In many cases large protein complexes only produce small, weakly diffracting crystals that are suboptimal for analysis, even at 3rd generation synchrotron sources. Recent results obtained at LCLS have highlighted the potential for the use of femto-second pulses of FEL radiation in the investigation of protein structures (Chapman et al. 2011). A challenge remains in the preparation and pre-characterisation of sufficiently homogeneous nanocrystals. Here high-throughput crystallisation facilities (HTPX: such as the 10,000-plate storage capacity already available to the international community at EMBL Hamburg), in combination with the "liquid jet" injector technology offer the potential for large numbers of conditions to be screened to generate nanocrystals.

Our experience with the EMBL HPTX for the production of large crystals as needed for MX, indicates that they often result in micro-crystalline material. This material is unsuitable for standard MX but may be suitable for X-FEL. Counter diffusion often produces gradients of crystals sizes. Those gradients could be eventually refined to generate large amount of nanocrystals. This may also be useful to transfer micro-crystalline material into the pulse/beam. Smaller crystals tend to be mechanically weaker and more sensitive to fluctuations in temperature, resulting in an increased risk for the crystals to re-dissolve. An important factor is the necessity to harvest these crystals at the most appropriate moment, as they are often stable only for a certain time, even in the condition under which they are obtained (Mayerhofer et al. 2010).

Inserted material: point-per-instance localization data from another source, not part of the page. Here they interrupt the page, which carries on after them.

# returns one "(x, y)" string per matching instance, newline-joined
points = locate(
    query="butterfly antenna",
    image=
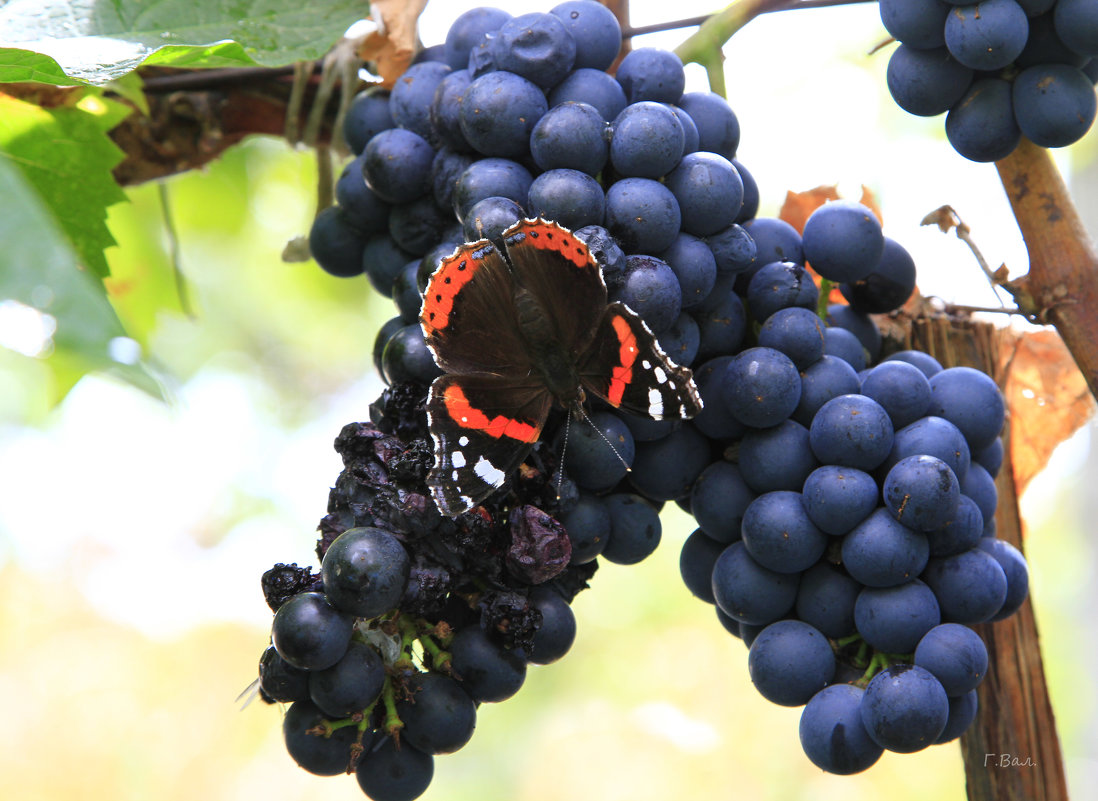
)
(581, 413)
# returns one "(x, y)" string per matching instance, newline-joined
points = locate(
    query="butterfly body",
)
(517, 327)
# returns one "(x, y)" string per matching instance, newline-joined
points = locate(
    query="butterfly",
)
(517, 326)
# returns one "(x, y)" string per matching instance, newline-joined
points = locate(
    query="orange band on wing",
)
(467, 416)
(627, 354)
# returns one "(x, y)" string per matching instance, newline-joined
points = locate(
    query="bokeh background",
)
(133, 532)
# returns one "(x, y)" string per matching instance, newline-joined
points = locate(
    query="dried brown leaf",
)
(1046, 395)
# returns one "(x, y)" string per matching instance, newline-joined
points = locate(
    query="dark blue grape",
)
(398, 165)
(592, 87)
(413, 96)
(589, 528)
(446, 110)
(367, 115)
(748, 591)
(880, 552)
(900, 388)
(927, 82)
(798, 333)
(642, 215)
(927, 363)
(438, 717)
(406, 358)
(917, 23)
(851, 430)
(635, 529)
(734, 249)
(718, 131)
(838, 498)
(649, 286)
(1076, 22)
(962, 713)
(469, 30)
(962, 531)
(695, 563)
(557, 632)
(362, 207)
(692, 261)
(779, 534)
(490, 217)
(594, 27)
(647, 140)
(921, 492)
(887, 286)
(350, 685)
(1016, 571)
(600, 451)
(750, 207)
(955, 655)
(842, 240)
(718, 499)
(776, 458)
(681, 340)
(709, 192)
(826, 379)
(310, 633)
(987, 35)
(651, 74)
(895, 619)
(982, 125)
(490, 178)
(499, 113)
(826, 599)
(665, 469)
(721, 323)
(971, 587)
(775, 240)
(568, 196)
(571, 135)
(336, 243)
(790, 662)
(1054, 104)
(831, 732)
(535, 46)
(934, 437)
(281, 681)
(388, 773)
(318, 755)
(762, 387)
(905, 709)
(488, 672)
(365, 571)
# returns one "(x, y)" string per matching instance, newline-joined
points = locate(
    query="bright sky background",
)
(131, 499)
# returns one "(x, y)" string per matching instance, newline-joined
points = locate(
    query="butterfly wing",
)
(468, 314)
(560, 272)
(626, 368)
(483, 426)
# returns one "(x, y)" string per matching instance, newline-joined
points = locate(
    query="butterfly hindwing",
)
(468, 314)
(559, 270)
(482, 426)
(627, 368)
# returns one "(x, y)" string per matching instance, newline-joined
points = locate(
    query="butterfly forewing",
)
(626, 368)
(468, 314)
(558, 270)
(483, 426)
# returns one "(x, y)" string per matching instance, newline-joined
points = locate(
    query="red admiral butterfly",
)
(518, 325)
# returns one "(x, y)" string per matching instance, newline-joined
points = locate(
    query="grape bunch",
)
(999, 69)
(415, 620)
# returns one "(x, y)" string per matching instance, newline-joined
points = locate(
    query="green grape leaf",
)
(67, 157)
(41, 271)
(94, 42)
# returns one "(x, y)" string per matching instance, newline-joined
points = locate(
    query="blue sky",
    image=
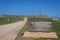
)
(30, 7)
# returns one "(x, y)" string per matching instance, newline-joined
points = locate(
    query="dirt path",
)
(9, 31)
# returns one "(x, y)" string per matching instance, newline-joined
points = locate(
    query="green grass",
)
(39, 19)
(24, 29)
(4, 20)
(55, 27)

2D membrane protein crystals can be grown in a lipid bilayer. Although 2D crystals usually produce lower resolution, they have the advantage that less protein is required and that the distinct conformations of the protein, such as open and closed state of an ion channel may be detected. Small size 2D-nanocrystals may be obtained in the presence of ligands, such as regulators of activity, and pharmaceutical agents. The obtained structures of such membrane proteins will provide an important framework for functional characterisation and for the identification of potential drug target sites

Capturing transition state intermediate structure

The presence of ligands in macromolecular crystals and their interactions with proteins and nucleic acids is often crucial to the understanding of a system. There is evidence that the inclusion of protein and ligand dynamics would greatly improve our ability to develop new drugs (Fuentes et al. 2011). We envisage this to be desirable for users both from academia and industry. High flux and ~5 MHz pulse rate of the XFEL, together with next-generation detectors, will allow the analysis of protein-substrate interactions over short (micro-second and shorter) reaction time scales. Some systems (for example those associated with photosynthesis) can be examined by laser activation of 'caged' ligands.

All enzymatic reactions involve the diffusion and interaction of reactants with each other, which is a handicap in time-resolved studies on diffusion-limited reactions. One possibility for lowering diffusion barriers is to significantly reduce the crystal size. With very small crystals, the vast majority of solution kinetic techniques and methodologies will become available, including rapid mixing (e.g. stopped-flow experiments). This brings an entirely new range of biological systems within the scope of detailed time-resolved structural studies. Ultrafast kinetic studies will require a UV-VIS-Near IR and MID-IR pump-probe laser to measure transient absorption and associated 2D/3D IR femtosecond spectroscopy. Any effort in this will require the development of microfluidic devices.

Thus, the main tasks are the preparation and/or suitable storage of samples prior to the experiment, the timely activation of the system and the delivery of the activated complex to interact with the FEL pulses providing high time-resolution snapshots. Suitable "pulse request" modes would provide the appropriate FEL radiation at the appropriate time point.